Enjoy our tongue-in-cheek look at the Ryman League Division One South…
1: Every pre-season a manager will declare that he thinks Division One South is tougher this year than last.
2: He will probably add that "every team can beat every other team in this league". Apart from Burgess Hill Town, evidently.
3: South Park only sign scaffolders.
4: Chipstead's High Road is the coldest place in England on a Tuesday night.
5: Tony Reid's real age is a mystery that may never be answered.
6: Folkestone Invicta fans are still asking 'who is Eddie Poland?'
7: New Herne Bay signing Danny Spiller likes Herbalife. A lot.
8: Whyteleafe prefer away games.
9: Finishing in the bottom three doesn't necessarily mean you'll be relegated.
10: If you want to speak to the Faversham Town manager, dial 999 and ask for Ray [disclaimer – don't actually do this]
11: Don't ask Chipstead striker Andrew Dalhouse to run the line
12: If you're going to get sent off, do it at Three Bridges - you can watch from your car.
13: Half of Neil Cugley's current Folkestone squad weren't born when he took the job.

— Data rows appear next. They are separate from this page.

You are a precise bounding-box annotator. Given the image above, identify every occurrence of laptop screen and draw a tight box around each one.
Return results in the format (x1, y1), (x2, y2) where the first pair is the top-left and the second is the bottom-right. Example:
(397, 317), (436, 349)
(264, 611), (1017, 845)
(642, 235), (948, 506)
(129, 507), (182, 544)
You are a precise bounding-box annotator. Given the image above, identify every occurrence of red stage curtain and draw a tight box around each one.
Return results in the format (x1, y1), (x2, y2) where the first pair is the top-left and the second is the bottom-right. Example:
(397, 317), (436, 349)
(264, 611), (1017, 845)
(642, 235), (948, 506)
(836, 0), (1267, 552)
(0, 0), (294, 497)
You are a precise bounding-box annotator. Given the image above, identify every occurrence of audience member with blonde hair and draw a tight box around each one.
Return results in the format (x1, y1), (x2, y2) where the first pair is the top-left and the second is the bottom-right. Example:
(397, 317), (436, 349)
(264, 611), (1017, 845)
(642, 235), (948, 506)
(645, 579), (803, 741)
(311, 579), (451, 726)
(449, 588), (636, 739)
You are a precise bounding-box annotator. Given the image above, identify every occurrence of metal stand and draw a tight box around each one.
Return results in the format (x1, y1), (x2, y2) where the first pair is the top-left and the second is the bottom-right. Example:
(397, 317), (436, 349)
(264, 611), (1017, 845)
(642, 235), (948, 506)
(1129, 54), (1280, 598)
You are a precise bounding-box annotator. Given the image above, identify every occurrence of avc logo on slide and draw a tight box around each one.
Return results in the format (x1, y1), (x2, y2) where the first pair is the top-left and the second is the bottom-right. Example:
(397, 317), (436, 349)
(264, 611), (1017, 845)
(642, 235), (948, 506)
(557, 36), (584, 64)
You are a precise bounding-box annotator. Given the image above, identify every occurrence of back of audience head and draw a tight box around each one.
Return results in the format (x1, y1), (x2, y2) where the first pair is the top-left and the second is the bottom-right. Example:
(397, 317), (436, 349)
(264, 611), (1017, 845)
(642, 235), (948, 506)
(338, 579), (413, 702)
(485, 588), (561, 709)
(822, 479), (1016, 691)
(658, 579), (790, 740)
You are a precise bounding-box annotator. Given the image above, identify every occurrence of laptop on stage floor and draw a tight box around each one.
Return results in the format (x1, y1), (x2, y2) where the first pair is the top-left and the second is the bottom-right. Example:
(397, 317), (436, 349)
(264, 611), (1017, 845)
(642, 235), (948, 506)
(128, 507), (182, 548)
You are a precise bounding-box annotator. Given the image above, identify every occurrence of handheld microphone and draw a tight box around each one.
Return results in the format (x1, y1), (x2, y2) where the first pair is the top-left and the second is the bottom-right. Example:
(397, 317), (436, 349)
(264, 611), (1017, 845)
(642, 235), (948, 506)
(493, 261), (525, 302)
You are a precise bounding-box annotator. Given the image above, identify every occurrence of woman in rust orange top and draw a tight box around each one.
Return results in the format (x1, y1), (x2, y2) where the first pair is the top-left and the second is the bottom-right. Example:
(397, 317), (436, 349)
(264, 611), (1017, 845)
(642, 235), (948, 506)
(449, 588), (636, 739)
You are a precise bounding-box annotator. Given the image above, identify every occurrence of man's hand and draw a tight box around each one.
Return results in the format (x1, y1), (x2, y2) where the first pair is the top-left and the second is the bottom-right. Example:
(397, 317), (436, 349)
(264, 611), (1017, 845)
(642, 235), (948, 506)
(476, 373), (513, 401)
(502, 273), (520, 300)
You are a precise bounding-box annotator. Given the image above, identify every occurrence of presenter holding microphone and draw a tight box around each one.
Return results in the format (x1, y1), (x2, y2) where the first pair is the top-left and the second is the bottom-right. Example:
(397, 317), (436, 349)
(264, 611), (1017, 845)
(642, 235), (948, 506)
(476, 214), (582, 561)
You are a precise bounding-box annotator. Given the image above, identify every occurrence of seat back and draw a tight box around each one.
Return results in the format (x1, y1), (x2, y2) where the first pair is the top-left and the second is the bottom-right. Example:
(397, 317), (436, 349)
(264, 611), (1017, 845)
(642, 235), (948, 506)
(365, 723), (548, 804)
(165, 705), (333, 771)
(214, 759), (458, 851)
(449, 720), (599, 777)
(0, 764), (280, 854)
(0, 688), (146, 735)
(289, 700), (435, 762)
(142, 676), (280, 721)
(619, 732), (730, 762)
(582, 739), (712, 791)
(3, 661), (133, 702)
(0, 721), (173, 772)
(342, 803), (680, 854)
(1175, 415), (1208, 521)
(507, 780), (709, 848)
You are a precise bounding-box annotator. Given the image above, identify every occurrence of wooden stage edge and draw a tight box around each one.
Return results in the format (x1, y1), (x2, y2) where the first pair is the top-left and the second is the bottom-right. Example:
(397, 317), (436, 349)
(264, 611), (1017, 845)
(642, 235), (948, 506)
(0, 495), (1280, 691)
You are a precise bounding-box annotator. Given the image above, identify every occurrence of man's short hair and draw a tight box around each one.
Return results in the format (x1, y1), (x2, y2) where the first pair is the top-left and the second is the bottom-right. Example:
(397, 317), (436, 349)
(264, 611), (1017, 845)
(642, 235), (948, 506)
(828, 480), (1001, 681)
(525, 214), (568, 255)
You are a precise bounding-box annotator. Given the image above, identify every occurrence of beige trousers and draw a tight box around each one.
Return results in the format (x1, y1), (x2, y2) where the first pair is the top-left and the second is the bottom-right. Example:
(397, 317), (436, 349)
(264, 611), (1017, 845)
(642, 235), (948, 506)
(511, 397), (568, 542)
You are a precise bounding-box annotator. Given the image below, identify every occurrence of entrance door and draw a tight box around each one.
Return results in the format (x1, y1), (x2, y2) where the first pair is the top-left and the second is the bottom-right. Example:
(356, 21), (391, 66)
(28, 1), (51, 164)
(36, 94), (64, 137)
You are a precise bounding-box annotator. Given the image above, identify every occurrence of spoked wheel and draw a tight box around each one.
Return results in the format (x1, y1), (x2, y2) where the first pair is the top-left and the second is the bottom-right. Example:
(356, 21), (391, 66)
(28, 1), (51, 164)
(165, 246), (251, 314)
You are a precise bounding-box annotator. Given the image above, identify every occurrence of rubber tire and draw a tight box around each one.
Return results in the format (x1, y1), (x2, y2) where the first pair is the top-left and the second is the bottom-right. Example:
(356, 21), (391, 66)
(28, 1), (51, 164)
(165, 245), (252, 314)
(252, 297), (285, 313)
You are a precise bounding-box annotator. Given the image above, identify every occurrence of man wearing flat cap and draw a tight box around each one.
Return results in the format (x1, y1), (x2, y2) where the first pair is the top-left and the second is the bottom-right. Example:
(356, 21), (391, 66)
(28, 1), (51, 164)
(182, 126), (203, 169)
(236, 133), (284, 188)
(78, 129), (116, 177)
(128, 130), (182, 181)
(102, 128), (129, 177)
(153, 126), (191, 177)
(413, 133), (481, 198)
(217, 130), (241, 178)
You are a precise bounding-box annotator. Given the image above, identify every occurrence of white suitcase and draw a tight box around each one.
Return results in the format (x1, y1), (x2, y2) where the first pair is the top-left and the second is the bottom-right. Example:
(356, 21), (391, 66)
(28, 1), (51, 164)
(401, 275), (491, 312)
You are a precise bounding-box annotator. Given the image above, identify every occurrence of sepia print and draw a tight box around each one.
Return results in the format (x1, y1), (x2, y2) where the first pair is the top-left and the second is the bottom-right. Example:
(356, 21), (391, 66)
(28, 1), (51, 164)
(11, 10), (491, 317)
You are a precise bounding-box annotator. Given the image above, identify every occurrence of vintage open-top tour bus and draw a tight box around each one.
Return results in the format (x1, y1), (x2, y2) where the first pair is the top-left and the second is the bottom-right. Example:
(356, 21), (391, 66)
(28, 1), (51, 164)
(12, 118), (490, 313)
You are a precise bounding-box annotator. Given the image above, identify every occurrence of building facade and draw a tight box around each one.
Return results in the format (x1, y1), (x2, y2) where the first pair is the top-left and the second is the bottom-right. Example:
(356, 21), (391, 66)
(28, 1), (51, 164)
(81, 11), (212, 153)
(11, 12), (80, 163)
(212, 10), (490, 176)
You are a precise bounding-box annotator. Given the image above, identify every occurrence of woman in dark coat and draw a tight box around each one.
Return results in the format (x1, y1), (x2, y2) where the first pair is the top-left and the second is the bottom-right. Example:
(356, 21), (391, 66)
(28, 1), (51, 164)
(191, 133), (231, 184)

14: Floodlight failure? Must be Walton Casuals.
15: No one looks forward to a trip to Ramsgate.
16: No away player finds the Merstham clubhouse on the first attempt.
17: Don't call Whitstable's Ian Pulman a 'veteran striker'.
18: Three Bridges manager Paul Faili isn't as fun since they got promoted.
19: Be nice to Hythe Town boss Tim Dixon, he'll buy you a beer.
20: You'll be lucky to find a Redhill player from Surrey, never mind Redhill.
21: It's quicker to name the Ryman clubs Ashley Robinson/Stefan Joseph/Shaun Welford hasn't played for.